The AirPods were released less than 3 years ago. Are we expecting them to
release a new AirPods-level innovation every year or something? I mean,
seriously, this just doesn't make sense.

And you know what? Not every product is meant for every user. Their new
display for media professionals blows its competition out of the water and is,
by plenty of definitions, innovative.

> They're one year behind Samsung on 5G.

New cell bands aren't some big metric to make such earth-shattering claims
like "fire the CEO" about. I remember when 4G was rolling out and... okay, it
was in Boston and SF for like a whole year before it got to where I live
(which is not a huge city, but also not a tiny nowhere). There's no need to be
on the cutting edge of this stuff until the network is actually supported in
more than a few cities. There are really very few cities in the US with good
support for 5G right now, so why waste money using 5G-capable chips when most
users won't be able to make use of them? (See:
[https://www.cellularmaps.com/5g-coverage.shtml](https://www.cellularmaps.com/5g-coverage.shtml)
)

> And [Apple] just have way too much pride. They think that they make the best
> products in the world and nobody else can. Incorrect. Tesla, Peloton,
> Facebook, Google, all making wonderful products right now.

You really want to mention Facebook as making "wonderful products" after
everything they've been in the news for the past couple of years? This really
makes me wonder about the speaker.

Google has also been in some hot water for some of their policy decisions
lately, though not so bad as Facebook. Tesla's recent roll-out of the Model 3
was plagued with issues (which have since been mitigated), and while most
people love them there have definitely been some issues here and there.

I guess what I'm saying is that I agree that Apple's products are not
inherently better than all of these companies, but neither are these companies
better than Apple\\* (which is what the speaker appears to be saying).

\\*Except Facebook, which is worse than all the above companies in my opinion.

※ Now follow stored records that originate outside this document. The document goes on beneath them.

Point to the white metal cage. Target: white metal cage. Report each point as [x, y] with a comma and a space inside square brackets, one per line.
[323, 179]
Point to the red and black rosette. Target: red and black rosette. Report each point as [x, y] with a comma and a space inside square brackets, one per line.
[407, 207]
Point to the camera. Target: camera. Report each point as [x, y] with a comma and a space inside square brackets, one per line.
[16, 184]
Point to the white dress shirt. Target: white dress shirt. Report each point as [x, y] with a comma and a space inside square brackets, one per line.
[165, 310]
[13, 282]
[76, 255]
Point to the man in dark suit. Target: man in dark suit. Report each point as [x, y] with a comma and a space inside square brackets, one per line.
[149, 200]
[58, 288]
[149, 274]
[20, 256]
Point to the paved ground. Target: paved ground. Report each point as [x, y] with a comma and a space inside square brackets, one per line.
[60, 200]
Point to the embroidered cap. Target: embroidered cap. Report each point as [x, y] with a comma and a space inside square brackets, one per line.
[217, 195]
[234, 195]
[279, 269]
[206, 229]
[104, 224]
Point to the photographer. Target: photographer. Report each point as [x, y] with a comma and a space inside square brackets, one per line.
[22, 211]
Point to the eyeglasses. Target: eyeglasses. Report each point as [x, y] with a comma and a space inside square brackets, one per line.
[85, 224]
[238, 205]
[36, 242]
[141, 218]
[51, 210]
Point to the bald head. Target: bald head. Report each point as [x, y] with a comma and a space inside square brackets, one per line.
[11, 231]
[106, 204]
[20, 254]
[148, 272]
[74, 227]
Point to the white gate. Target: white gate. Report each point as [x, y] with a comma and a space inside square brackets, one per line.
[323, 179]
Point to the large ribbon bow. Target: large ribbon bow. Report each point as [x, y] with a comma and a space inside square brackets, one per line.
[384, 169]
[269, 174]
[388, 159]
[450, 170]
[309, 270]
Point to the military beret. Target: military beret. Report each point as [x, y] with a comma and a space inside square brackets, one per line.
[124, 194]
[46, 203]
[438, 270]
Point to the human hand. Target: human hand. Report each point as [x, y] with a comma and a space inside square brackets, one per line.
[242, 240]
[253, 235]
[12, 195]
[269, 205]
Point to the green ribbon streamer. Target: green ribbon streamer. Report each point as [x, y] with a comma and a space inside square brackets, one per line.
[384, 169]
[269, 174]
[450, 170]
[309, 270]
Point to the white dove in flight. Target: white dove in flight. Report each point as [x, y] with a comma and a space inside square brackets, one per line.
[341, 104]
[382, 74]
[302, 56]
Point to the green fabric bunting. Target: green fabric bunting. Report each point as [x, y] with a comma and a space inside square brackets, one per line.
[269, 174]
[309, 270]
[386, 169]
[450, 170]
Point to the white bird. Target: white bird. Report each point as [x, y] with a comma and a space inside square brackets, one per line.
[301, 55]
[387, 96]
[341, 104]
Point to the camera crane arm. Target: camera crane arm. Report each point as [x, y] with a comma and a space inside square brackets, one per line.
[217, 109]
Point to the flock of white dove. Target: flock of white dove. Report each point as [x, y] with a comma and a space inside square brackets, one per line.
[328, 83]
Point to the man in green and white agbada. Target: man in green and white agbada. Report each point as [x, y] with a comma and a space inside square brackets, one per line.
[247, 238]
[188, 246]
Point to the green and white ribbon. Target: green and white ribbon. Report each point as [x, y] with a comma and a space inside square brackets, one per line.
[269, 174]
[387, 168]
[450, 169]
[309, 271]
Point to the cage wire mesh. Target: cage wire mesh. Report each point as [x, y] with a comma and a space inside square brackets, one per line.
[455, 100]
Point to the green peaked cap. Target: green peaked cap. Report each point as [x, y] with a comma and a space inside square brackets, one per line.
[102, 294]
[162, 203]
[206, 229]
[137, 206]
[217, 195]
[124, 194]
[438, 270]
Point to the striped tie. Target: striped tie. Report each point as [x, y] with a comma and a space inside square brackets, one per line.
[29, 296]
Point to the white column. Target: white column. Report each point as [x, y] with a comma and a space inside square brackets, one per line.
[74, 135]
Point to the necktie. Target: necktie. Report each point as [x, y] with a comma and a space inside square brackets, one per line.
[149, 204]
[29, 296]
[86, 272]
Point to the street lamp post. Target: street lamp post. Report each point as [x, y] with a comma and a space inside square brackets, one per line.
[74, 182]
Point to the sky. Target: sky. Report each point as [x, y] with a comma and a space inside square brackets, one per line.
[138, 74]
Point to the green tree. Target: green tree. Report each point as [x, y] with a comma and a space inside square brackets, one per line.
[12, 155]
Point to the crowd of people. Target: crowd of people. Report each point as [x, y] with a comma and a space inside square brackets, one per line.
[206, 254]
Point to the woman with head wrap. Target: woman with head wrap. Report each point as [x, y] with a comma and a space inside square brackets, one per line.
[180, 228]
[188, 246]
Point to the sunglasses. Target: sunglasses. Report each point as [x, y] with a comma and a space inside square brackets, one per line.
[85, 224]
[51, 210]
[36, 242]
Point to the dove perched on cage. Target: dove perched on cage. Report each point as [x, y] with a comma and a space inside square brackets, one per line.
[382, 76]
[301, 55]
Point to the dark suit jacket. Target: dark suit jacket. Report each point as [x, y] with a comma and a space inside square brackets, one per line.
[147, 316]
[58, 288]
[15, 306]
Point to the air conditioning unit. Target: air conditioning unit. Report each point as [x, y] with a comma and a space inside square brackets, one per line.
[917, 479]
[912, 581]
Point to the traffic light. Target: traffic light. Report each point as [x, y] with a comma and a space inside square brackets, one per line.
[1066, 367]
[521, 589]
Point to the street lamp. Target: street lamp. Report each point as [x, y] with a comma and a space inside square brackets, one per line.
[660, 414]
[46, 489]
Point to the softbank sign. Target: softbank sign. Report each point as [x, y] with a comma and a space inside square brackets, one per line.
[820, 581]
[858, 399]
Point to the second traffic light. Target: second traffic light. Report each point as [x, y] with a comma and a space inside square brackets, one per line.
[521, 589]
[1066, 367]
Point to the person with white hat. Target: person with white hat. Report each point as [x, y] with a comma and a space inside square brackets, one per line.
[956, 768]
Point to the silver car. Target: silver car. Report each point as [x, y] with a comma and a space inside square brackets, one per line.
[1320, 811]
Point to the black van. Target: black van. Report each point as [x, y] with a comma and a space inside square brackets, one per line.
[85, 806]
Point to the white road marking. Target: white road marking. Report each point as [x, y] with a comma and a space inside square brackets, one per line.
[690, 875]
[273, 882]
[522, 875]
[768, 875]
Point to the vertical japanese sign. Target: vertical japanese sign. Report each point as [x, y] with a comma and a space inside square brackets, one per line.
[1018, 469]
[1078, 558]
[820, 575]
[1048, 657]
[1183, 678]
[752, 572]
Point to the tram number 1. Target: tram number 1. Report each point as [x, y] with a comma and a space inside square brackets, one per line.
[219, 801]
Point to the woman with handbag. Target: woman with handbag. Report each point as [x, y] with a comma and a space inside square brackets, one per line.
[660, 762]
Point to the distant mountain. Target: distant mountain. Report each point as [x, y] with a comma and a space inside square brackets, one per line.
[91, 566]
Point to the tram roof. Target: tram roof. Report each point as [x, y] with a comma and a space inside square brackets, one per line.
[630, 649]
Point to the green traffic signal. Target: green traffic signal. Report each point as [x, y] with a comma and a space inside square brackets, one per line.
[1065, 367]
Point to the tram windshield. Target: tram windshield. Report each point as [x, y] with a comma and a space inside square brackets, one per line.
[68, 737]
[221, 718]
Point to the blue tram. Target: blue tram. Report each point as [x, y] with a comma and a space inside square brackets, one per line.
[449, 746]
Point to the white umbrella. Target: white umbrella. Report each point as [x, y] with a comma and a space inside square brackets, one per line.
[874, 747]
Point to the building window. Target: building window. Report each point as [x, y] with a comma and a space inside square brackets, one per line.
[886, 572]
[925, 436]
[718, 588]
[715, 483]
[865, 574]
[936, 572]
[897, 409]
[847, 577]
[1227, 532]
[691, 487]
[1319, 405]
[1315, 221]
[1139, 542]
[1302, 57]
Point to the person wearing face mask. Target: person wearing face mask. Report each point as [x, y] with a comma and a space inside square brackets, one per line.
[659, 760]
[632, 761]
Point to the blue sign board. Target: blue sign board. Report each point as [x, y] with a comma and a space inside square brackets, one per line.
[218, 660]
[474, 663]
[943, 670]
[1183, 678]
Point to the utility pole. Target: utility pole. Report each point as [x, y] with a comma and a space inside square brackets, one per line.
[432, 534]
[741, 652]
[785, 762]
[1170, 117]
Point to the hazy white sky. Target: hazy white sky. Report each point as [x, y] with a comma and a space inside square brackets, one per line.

> The Pixel 3 with Google Phi is a better experience than the iPhone.

I mean, this is 100% subjective. Plenty of people have used both and prefer
the iPhone experience. It's all a matter of taste. The speaker shouldn't be
acting like his opinion is really a fact.

\---

What I came away from this with was a feeling that the speakers don't really
understand what they're talking about (with regard to this specific issue).
And while I am also disappointed that Apple haven't "innovated" with regard to
their main product lines lately, I also think they seem to be doing fine as a
company and they have plenty of time to wow us with something in the next
couple of years before I start to lose interest.